I’m in Toronto, Canada.
Steven: There are dozens and dozens of Latin markets in Toronto. I personally have been to several. Google “Latin market Toronto” for the ones nearest to you.
I just have to say I like how you craft your words. And by extension, I like how you write your recipes. They are so easy to understand and follow. Not too much verbage, exact but not spare, humor without too much exaggeration. Very few bells & whistles, which I really like. You present yourself straight up and make me want to try [most] of what you post. But even without a recipe, your writing pulls me in with every word. So refreshing!
Diane: Thank you so much! What a lovely compliment.
Interesting – in the Yucatan a local chef there taught me Sikil P’ak, which looks roughly similar except for the tortillas which I assume help smooth out/stabilize the emulsion (the local rustic versions were more salsas than sauces esp since they didn’t hull the pepitas, just tossed em on the comal).

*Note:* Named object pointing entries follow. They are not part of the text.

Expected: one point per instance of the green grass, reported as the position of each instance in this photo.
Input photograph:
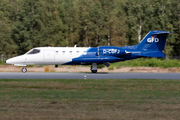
(89, 99)
(145, 62)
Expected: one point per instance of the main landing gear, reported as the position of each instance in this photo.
(94, 68)
(24, 70)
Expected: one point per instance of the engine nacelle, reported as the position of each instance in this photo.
(110, 51)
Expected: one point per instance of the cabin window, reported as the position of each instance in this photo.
(63, 52)
(34, 51)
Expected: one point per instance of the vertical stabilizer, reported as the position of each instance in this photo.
(154, 40)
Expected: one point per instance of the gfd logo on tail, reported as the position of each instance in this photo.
(152, 39)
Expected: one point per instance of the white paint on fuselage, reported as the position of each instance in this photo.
(48, 56)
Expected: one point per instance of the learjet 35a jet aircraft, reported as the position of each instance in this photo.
(152, 45)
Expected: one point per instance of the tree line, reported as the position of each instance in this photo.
(25, 24)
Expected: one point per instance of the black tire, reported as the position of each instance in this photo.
(24, 70)
(94, 71)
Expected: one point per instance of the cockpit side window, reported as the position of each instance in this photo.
(34, 51)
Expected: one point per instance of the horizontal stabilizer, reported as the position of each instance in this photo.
(153, 54)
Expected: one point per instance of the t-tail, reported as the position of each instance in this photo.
(153, 44)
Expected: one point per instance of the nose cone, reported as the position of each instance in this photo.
(16, 60)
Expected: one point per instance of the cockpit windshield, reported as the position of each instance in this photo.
(33, 51)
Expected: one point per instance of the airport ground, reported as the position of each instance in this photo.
(64, 68)
(55, 99)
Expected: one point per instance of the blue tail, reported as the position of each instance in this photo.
(154, 40)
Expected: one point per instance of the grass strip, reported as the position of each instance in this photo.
(89, 99)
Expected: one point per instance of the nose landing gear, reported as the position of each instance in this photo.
(24, 70)
(94, 68)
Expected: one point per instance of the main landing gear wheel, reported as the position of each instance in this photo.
(94, 71)
(94, 68)
(24, 70)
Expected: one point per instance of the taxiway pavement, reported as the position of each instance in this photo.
(31, 75)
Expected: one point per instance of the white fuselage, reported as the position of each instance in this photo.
(48, 56)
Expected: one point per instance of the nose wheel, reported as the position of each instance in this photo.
(24, 70)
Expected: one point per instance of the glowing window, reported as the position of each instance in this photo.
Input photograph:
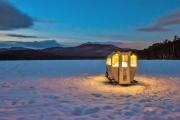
(133, 61)
(108, 61)
(124, 60)
(115, 60)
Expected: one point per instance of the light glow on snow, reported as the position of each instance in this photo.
(70, 91)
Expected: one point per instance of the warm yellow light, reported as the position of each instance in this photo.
(108, 61)
(124, 64)
(115, 60)
(124, 60)
(133, 61)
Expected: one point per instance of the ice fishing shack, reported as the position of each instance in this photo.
(121, 68)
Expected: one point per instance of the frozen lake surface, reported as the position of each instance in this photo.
(77, 90)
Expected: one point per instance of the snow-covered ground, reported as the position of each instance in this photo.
(77, 90)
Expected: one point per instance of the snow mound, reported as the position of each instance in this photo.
(32, 92)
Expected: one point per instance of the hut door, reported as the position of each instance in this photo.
(125, 70)
(115, 66)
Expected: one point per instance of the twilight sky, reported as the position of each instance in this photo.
(125, 23)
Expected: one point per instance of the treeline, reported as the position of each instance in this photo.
(163, 50)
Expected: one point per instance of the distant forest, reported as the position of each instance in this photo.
(163, 50)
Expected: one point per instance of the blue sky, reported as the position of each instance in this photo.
(125, 23)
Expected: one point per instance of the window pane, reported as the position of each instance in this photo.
(115, 60)
(108, 61)
(124, 60)
(133, 61)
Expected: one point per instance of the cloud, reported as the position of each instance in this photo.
(163, 22)
(21, 36)
(34, 44)
(126, 45)
(11, 18)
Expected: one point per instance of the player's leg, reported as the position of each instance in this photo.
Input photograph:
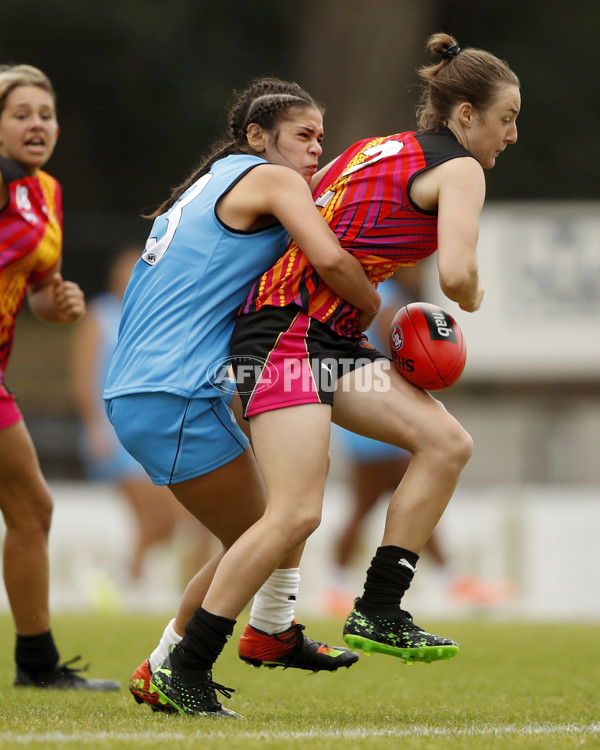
(27, 509)
(409, 418)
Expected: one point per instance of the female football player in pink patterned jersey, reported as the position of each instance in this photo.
(391, 201)
(30, 257)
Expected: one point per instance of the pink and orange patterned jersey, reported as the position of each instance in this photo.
(30, 242)
(365, 198)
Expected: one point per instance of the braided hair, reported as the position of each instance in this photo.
(266, 101)
(462, 75)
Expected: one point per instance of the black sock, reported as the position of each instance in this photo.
(205, 637)
(36, 654)
(391, 572)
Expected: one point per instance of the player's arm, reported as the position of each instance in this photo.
(283, 193)
(460, 201)
(55, 300)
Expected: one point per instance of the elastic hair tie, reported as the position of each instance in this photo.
(452, 51)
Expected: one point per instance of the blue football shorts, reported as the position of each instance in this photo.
(176, 438)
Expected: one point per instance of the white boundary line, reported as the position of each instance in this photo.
(415, 731)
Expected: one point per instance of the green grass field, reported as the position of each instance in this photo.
(511, 686)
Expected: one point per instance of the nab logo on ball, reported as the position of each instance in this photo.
(428, 347)
(441, 325)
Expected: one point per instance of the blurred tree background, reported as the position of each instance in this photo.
(143, 88)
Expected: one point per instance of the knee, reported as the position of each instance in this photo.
(450, 443)
(300, 526)
(32, 517)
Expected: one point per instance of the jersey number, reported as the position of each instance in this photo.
(155, 249)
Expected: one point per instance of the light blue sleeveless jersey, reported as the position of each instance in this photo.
(180, 305)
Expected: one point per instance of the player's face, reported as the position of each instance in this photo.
(494, 129)
(28, 127)
(297, 143)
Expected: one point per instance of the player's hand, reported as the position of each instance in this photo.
(69, 300)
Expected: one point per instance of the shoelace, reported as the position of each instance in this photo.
(221, 689)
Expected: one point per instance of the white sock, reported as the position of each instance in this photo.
(165, 646)
(273, 606)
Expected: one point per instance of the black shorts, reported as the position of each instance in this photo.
(282, 357)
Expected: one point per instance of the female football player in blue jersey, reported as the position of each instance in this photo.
(167, 389)
(391, 201)
(30, 263)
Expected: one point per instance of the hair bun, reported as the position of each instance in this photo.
(451, 52)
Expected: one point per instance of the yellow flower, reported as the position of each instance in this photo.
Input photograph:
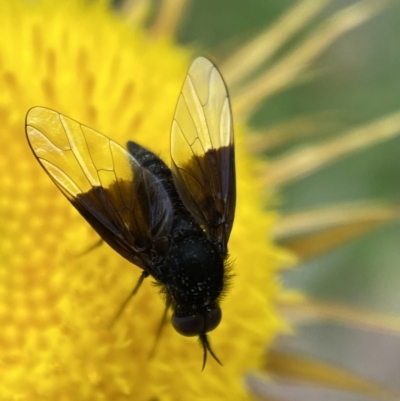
(56, 300)
(81, 60)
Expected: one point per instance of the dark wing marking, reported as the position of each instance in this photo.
(123, 202)
(202, 150)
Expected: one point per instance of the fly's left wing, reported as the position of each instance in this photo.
(122, 201)
(202, 150)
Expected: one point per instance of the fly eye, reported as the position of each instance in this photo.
(213, 319)
(195, 325)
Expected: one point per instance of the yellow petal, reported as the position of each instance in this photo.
(313, 232)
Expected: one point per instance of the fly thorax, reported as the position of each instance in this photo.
(196, 273)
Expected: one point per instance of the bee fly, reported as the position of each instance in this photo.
(174, 223)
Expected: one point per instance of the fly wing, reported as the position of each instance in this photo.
(121, 200)
(202, 150)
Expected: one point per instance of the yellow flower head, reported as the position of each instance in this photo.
(55, 303)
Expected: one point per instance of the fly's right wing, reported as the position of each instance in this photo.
(121, 200)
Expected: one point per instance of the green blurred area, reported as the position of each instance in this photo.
(356, 80)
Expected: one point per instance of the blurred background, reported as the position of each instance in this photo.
(355, 81)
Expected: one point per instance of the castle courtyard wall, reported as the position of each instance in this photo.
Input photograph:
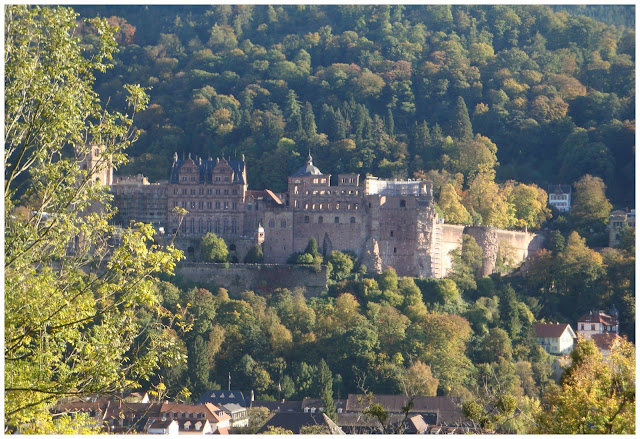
(260, 278)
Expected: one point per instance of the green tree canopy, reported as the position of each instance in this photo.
(213, 248)
(71, 315)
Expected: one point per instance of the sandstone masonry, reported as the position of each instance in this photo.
(385, 222)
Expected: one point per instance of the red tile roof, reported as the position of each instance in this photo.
(605, 341)
(555, 330)
(597, 317)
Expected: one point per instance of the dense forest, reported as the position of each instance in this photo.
(490, 103)
(440, 91)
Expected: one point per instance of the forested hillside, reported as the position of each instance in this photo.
(546, 97)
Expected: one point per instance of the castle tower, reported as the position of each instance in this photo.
(93, 161)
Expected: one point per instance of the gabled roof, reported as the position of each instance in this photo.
(447, 408)
(220, 397)
(559, 189)
(307, 169)
(295, 422)
(598, 317)
(552, 330)
(206, 168)
(158, 423)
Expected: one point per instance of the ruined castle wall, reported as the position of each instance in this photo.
(345, 229)
(522, 243)
(487, 239)
(448, 238)
(258, 278)
(394, 224)
(278, 235)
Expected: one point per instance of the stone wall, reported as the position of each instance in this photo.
(260, 278)
(448, 237)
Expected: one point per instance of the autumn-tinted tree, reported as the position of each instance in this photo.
(594, 396)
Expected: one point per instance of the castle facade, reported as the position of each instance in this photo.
(385, 222)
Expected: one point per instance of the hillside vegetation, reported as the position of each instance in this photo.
(446, 92)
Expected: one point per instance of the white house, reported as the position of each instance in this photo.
(161, 426)
(597, 322)
(560, 196)
(555, 338)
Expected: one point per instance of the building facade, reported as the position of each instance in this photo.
(385, 222)
(560, 197)
(555, 338)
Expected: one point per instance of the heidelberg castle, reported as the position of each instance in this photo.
(385, 222)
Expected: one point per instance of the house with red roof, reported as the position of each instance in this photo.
(555, 338)
(598, 322)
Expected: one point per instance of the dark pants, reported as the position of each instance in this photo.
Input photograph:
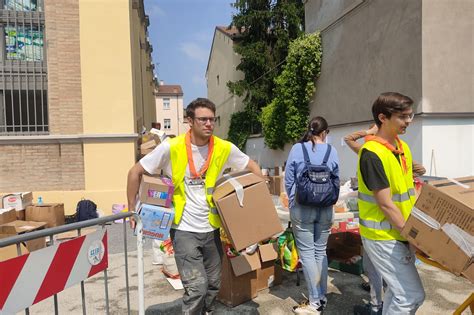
(198, 257)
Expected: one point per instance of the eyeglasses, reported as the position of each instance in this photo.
(406, 117)
(204, 120)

Great with tortillas or chips. Makes sense, I assume the maya spread pepita-based sauces/salsas in variants all over the region.
He was cooking in a 1-star hotel restaurant so he cross-riffed it as a complex, silky sauce more like yours, though he wasn’t frenchifying it or anything – all traditional ingredients. Silky smooth but green since he was using tomatillos not tomatoes (interestingly he wasnt using achiote even though annato trees grew in every yard). It was for breakfast papadzules; I still make it every now and then for weekend brunch since it’s so elegant and the wife doesn’t like cream and butter in everything.
Bayless has a good version for papadzules that approaches yours, lots of extra steps that make it more like a creamy siikil than the “standard” pepita-and-epazote simply papadzule sauce you mostly get. Comes out sort of halfway between green papadzule sauce and chirmol in color.
Big bag of pepitas in the Covid freezer and epazote in the back yard, so I’ll give it a shot tonight, thanks.
This one looks great, Hank. I can’t wait to make it. It’ll give me a good excuse to go out and get some crab too!
G’Morning Hank. This looks great, but I was wondering, is this supposed to be a thin sauce like tabasco, or maybe a little thicker?
Joyce: As you can see, it is a thick sauce. Tabasco sauce is from Louisiana. It has nothing to do with the Mexican state of Tabasco.